中小企業深耕のための戦略製品として、「世界最小・最軽量」の廉価版A4型プリンタの開発を目指していた。だが、従来製品のバージョンアップでは、何度トライしても他社をしのぐ小型化ができない。頭を抱えた山本氏を中心とする開発チームは、過去製品を踏襲するのではなく、ゼロベースで企画を練り直した。

浮かんだのは、消耗品の機能を大幅に省略する構造だ。トナーや感光体(レーザーやLEDなどの光源によって電気的に画像を作り出す部分)、現像器(感光体にトナーを付着させる部分)といった部品は、プリンタの使用頻度が増えるにつれ劣化する。そのため、そういった消耗品は、本体機器から取り外して交換することができるユニット式にするのが業界の常識だった。

データを駆使して説得 中国市場で巻き返しへ

これに対し、開発チームは感光体と現像器を本体機器に一体化、つまり交換不要にする構造を提案した。感光体や現像器の耐久性向上に努めるが、基本的にはそれらが劣化した時点で製品寿命も尽きる、いわば「使い捨てプリンタ」だ。そうすることで補助機能など複数部品を省くことができ、製品の小型化につながる。

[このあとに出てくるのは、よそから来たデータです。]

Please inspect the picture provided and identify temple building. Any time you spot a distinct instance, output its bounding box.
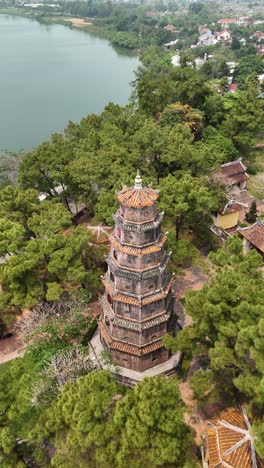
[98,172,179,372]
[202,408,264,468]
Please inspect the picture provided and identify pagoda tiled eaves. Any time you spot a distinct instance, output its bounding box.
[99,170,175,372]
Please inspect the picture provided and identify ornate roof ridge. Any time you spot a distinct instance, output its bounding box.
[98,322,164,356]
[117,171,159,208]
[109,233,167,257]
[113,211,164,232]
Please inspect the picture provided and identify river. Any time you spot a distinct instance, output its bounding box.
[0,15,138,151]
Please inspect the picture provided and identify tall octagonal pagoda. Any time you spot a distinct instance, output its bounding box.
[99,172,175,372]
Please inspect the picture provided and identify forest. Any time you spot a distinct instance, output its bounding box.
[0,2,264,468]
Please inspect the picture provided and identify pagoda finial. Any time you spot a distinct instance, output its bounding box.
[134,169,142,189]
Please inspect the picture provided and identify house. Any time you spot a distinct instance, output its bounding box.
[219,157,249,190]
[237,219,264,259]
[237,16,253,26]
[212,199,249,237]
[214,29,231,42]
[202,408,264,468]
[199,28,210,34]
[217,18,237,28]
[197,29,217,46]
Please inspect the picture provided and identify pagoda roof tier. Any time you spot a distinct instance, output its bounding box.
[117,183,159,208]
[105,253,171,279]
[113,212,164,232]
[107,257,170,282]
[109,234,167,257]
[100,296,170,332]
[98,322,164,356]
[102,277,173,307]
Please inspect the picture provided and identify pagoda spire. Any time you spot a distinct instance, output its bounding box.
[134,169,142,190]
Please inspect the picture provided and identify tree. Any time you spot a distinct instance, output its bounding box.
[159,102,203,138]
[203,95,224,127]
[165,237,264,404]
[222,74,263,155]
[234,54,264,89]
[160,174,216,241]
[32,370,119,466]
[110,377,192,467]
[33,371,192,467]
[0,187,103,328]
[246,200,257,223]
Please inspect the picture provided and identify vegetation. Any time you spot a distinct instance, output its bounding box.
[0,1,264,468]
[166,237,264,415]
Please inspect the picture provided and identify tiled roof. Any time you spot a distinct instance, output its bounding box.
[98,321,164,356]
[111,341,164,356]
[219,200,248,215]
[100,296,169,331]
[98,321,112,345]
[206,409,263,468]
[238,220,264,253]
[113,314,169,332]
[109,234,167,257]
[86,224,113,244]
[117,187,159,208]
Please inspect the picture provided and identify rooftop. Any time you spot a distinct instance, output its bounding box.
[220,158,249,184]
[206,408,264,468]
[238,219,264,253]
[117,171,159,208]
[217,18,237,24]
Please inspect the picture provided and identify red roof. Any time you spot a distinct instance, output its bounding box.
[229,83,237,92]
[206,409,263,468]
[220,158,249,185]
[238,220,264,253]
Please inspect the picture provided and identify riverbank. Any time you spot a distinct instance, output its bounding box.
[0,8,141,55]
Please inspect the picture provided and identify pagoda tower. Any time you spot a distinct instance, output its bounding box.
[98,172,175,372]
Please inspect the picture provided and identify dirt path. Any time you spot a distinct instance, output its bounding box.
[0,335,26,364]
[179,381,207,446]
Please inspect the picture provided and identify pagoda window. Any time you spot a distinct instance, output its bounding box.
[107,294,113,305]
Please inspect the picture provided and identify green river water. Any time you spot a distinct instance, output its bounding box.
[0,15,138,151]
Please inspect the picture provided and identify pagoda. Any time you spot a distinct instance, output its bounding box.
[98,172,175,372]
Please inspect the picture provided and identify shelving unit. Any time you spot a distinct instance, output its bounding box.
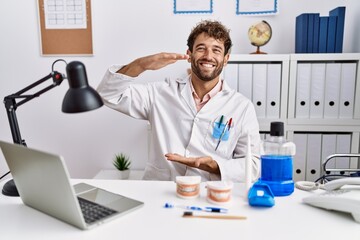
[224,53,360,181]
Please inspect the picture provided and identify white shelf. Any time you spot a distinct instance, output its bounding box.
[94,169,144,180]
[225,53,360,180]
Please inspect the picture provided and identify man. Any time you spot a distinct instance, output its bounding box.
[97,20,260,182]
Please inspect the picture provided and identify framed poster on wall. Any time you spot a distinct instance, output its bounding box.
[38,0,93,55]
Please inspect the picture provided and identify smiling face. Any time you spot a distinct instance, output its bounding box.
[188,33,229,81]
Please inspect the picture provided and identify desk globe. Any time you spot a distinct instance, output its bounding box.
[248,20,272,54]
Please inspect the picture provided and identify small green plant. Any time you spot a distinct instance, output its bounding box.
[113,153,131,171]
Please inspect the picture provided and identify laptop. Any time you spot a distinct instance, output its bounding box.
[0,141,144,229]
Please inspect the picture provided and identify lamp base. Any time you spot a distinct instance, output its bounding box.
[2,179,20,197]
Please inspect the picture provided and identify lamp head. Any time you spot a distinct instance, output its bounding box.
[62,61,103,113]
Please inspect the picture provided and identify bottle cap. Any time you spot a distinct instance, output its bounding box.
[270,122,284,137]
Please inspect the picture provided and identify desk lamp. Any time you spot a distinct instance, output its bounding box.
[2,59,103,196]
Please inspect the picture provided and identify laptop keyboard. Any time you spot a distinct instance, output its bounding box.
[78,197,117,224]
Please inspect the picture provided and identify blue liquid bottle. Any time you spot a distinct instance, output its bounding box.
[260,122,295,196]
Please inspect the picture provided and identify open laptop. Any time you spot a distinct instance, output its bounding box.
[0,141,144,229]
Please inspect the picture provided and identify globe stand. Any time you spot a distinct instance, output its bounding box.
[250,46,267,54]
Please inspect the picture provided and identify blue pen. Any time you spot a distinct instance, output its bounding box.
[218,115,224,128]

とはいえ、採算のよい消耗品を交換することで果実を得てきた業界では、この仕組みは“常識外”。まず、販売現場がかみついた。「アフターサービスでの収益を確保できない」。経営陣も難色を示した。「感光体ユニットが故障した際は、どのように対応するのだ」。開発現場でも、前例のない構造を受け入れようとしないスタッフが少なくなかった。